Marian laughed a bit shrilly
. “No, that is no place for me. Ye shall have the glory today, daughter. Here is your cloak.”  She kept babbling as she closed the gold and aquamarine clasp at the neckline of the pale blue garment. “David will keep you safe. Do as he says, my dear. He is in charge of you today. And possibly tomorrow.”

Rochelle chortled
. “Mother, do not be ridiculous. This will be over in an hour or two and then we are going home!  Home, where I also do not require an escort!”  She fixed David with a significant look before she walked to the door, wrenched it open with relative ease, and stepped onto the street without him.

 

Escort, indeed!

Rochelle turned quickly to the right as she left the house, then nearly toppled backward when that man
— that Bavarian! — grasped her elbow and tried to force her in the wrong direction. “Unhand me,” she barked.

“You are going the wrong way,” he answered calmly, his fingers slipping away nonetheless.

“I am most certainly not. I determined this path just yesterday. Five streets up, then two across, then ten in the other direction.”

“Or five back this way.”  He jerked his thumb over a shoulder.

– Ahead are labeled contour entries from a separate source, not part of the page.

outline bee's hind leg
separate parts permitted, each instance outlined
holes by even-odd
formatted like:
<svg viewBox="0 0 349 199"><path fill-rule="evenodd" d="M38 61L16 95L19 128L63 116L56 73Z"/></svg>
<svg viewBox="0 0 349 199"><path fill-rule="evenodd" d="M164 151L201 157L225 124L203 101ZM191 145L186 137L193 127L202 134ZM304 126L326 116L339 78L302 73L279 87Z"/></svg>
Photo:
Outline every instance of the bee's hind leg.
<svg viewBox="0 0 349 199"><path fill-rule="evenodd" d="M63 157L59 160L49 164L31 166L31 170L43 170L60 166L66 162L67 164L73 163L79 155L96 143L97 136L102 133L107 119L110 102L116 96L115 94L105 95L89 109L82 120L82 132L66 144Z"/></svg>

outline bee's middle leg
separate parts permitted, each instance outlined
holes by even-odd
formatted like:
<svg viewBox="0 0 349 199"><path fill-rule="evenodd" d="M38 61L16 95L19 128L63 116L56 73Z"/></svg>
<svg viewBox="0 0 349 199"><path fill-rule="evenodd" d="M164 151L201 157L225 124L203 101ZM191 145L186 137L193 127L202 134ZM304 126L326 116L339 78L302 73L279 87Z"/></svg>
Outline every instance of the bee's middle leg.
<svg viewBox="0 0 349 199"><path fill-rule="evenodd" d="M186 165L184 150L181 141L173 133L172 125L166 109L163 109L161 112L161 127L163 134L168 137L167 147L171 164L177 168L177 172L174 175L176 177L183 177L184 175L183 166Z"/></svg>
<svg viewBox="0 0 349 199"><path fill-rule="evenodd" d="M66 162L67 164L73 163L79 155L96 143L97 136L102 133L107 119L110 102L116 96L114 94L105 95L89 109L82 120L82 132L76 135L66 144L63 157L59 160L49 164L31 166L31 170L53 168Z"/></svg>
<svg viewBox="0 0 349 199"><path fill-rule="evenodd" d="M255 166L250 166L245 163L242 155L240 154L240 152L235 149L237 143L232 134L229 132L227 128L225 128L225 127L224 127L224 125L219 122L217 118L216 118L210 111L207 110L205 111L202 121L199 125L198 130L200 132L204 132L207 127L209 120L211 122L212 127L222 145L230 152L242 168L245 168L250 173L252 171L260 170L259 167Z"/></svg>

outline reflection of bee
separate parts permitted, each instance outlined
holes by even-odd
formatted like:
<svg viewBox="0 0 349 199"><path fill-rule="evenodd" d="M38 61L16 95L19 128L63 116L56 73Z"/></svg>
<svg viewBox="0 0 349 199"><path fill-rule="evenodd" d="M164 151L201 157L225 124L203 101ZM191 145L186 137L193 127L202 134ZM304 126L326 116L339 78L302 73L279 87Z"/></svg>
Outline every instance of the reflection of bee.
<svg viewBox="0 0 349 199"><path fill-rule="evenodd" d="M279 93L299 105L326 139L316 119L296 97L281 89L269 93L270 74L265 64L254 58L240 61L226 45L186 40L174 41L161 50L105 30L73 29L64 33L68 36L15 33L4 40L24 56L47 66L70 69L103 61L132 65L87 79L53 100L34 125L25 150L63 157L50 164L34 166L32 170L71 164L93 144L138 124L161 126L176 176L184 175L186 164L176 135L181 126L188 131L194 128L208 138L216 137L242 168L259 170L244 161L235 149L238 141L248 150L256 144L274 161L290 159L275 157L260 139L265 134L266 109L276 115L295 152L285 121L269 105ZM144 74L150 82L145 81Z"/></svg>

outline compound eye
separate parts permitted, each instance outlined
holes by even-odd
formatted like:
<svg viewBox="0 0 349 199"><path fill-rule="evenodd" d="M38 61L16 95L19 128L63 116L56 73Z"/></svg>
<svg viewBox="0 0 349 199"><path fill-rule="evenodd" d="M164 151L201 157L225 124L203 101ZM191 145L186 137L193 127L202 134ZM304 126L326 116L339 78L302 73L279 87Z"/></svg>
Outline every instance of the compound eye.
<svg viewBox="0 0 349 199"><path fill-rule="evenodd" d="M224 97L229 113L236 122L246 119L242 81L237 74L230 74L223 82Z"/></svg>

Her role on the estate gave her vast experience in appraising men. This one was entirely unnerving, and nothing like the other men Theo had sent to escort them from Alda to Aix. This Bavarian’s brown eyes had locked on her earlier with an intent curiosity, the source of which she did not recognize, followed by a direct challenge in his stare, and now he observed her with amusement, the arrogant sod. Each unsettling look implied an interest in her that extended beyond this afternoon’s brief visit to the palace. Why else would he even be half as interested?

He exuded confidence, self-control, and power. His clothing differed from what she’d seen in the city thus far
. No silly hats to cover his wavy brown hair. No vivid colors or flashing gems. A thick gold clasp held his simple brown cloak of fine wool. A cream linen tunic hung to his thighs, cinched at the waist with a hide belt carrying two worn leather scabbards that contained blades, one at least double the size of her little eating dagger and the other ten times the size!  His legs were covered with brown wool braies and soft leather boots that rose over his ankles. All well made and of the finest materials, but simple. It forced one to examine the man instead of the wrappings. And such a man. Even though she’d already decided not to like him, she had to admire the way God had put him together.

He spoke
. “Can we begin walking?  We are in danger of being late.”

She sniffed, unembarrassed at being caught in the midst of evaluating him
. She’d learned to take her time when faced with a new person or situation. “Of course. Perhaps I have gotten a bit turned around,” she said. She let him take her elbow again to guide her through the crowded streets and was not too proud to admit her relief, at least to herself. She knew her own estate backwards and forwards but found Aix-la-Chapelle completely overwhelming. She’d never dreamed there were so many people on the whole earth, much less in one city. Streets seemed to converge every few steps, and there were obstacles everywhere, everything with it’s own disgusting stench and cacophony of noise. Garbage and carts and street vendors and gutters of liquid in which she wouldn’t let her pigs wallow. Alda was a sweet-smelling paradise compared to Aix.